Steaming mugs of ginger-infused chai and piping hot pakoras might be all that come to mind, as you soak in the rain-drenched surroundings and the shifting greys of the monsoon skies, but Indian culinary traditions in the monsoon are far more rich and diverse. Unique seasonal produce and culinary rituals, regional specialties and luxurious festive treats – the monsoon months bring along an exciting smorgasbord of flavours.
In most parts of the country, food habits follow the seasons – this is also what Ayurveda, the ancient science of food and medicine, recommends. A change in season is supposed to indicate a change in the elements of nature, which in turn have a direct bearing upon the three elements or doshas – vata (air/wind), pitta (fire) and kapha (earth and water) – that constitute the human body. Seasonal diets prescribed in Ayurvedic texts are designed to create a balance in the body and pacify the dosha aggravated during a particular season. The strict stipulations of Ritucharya (seasonal guidelines in Ayurvedic texts), don’t hamper the flavour or diversity of the season’s culinary catalog.
Fortifying immunity
During the rains, Ayurveda recommends food that pacify the aggravated vata dosha, and strengthen the weakened digestive fire.
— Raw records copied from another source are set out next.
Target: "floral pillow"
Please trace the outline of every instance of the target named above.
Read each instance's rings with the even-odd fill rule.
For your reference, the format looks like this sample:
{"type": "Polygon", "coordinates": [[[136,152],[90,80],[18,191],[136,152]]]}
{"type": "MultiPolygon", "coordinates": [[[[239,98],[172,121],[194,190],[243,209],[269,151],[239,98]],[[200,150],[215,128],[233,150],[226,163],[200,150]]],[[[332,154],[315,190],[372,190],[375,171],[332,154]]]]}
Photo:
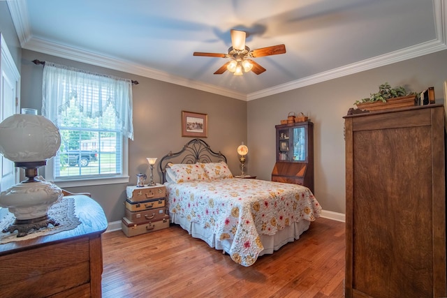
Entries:
{"type": "Polygon", "coordinates": [[[208,177],[200,164],[175,163],[170,165],[170,177],[175,183],[205,181],[208,177]]]}
{"type": "Polygon", "coordinates": [[[203,167],[205,173],[210,179],[233,178],[233,174],[231,174],[228,165],[224,161],[220,163],[205,163],[200,165],[203,167]]]}

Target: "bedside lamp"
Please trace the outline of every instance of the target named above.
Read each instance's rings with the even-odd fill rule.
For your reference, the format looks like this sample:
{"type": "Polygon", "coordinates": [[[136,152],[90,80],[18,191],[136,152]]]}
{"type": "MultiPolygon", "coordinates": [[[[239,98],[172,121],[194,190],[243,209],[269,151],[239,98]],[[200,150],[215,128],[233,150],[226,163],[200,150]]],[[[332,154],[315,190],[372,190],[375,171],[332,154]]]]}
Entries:
{"type": "Polygon", "coordinates": [[[249,153],[249,149],[247,146],[244,144],[244,142],[242,142],[242,144],[237,147],[237,154],[240,155],[240,158],[239,161],[240,161],[240,168],[242,170],[241,176],[245,176],[245,173],[244,172],[244,167],[245,167],[245,156],[249,153]]]}
{"type": "Polygon", "coordinates": [[[31,230],[58,223],[48,216],[48,209],[63,197],[56,185],[39,180],[37,169],[54,156],[61,145],[59,129],[37,110],[22,109],[0,124],[0,153],[25,170],[27,181],[0,193],[0,207],[14,214],[15,220],[3,232],[18,231],[17,237],[31,230]]]}
{"type": "Polygon", "coordinates": [[[149,163],[149,165],[150,165],[151,167],[151,179],[150,181],[149,182],[149,186],[155,186],[155,182],[154,182],[154,165],[155,165],[155,163],[156,162],[156,157],[147,157],[146,159],[147,160],[147,163],[149,163]]]}

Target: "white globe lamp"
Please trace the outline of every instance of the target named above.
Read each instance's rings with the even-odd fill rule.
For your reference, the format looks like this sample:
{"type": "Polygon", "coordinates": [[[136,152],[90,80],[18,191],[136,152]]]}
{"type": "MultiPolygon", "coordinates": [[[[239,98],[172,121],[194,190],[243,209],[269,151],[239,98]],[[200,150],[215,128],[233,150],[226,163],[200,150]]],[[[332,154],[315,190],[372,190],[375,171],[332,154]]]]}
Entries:
{"type": "Polygon", "coordinates": [[[17,237],[32,230],[58,225],[48,209],[63,196],[56,185],[36,178],[37,169],[54,156],[61,145],[59,129],[36,110],[15,114],[0,123],[0,153],[24,169],[27,180],[0,193],[0,207],[14,214],[14,223],[3,232],[18,231],[17,237]]]}

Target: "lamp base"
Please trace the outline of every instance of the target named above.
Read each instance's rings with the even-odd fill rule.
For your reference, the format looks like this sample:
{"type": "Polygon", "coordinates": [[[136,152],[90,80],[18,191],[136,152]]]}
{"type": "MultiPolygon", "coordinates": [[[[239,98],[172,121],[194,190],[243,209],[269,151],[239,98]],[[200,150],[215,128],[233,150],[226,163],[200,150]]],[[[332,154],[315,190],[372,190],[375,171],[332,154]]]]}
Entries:
{"type": "Polygon", "coordinates": [[[13,223],[4,228],[2,232],[3,233],[8,232],[13,233],[17,230],[18,232],[17,237],[22,237],[27,236],[33,230],[38,230],[42,228],[47,228],[49,224],[52,224],[54,227],[59,225],[52,218],[45,215],[37,218],[16,219],[13,223]]]}

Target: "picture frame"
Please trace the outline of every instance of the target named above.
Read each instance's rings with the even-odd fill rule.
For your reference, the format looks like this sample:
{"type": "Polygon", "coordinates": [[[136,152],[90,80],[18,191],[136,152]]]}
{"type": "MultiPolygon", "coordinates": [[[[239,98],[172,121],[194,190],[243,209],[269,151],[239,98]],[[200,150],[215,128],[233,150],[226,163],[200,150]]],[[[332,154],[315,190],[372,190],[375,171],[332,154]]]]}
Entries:
{"type": "Polygon", "coordinates": [[[208,137],[208,114],[182,111],[182,136],[208,137]]]}

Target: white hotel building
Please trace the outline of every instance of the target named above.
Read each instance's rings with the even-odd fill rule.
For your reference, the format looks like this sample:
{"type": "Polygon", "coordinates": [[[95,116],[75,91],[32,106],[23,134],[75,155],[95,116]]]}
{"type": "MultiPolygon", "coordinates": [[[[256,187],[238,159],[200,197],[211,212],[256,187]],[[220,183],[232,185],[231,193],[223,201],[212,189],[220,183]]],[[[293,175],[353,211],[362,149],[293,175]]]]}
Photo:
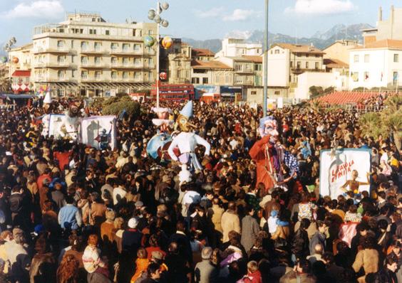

In simpler terms, the dark, damp months of monsoon are prone to diseases (especially those related to the stomach) and it’s a good idea to consume food that fortifies the immune system.
Warm, spicy, tangy and oily food (known to balance the vata dosha), spices that aid digestion, and medicinal concoctions like the trikatu (a mix of dry ginger, black pepper and long pepper), or even a mix of amla and rock salt, are encouraged.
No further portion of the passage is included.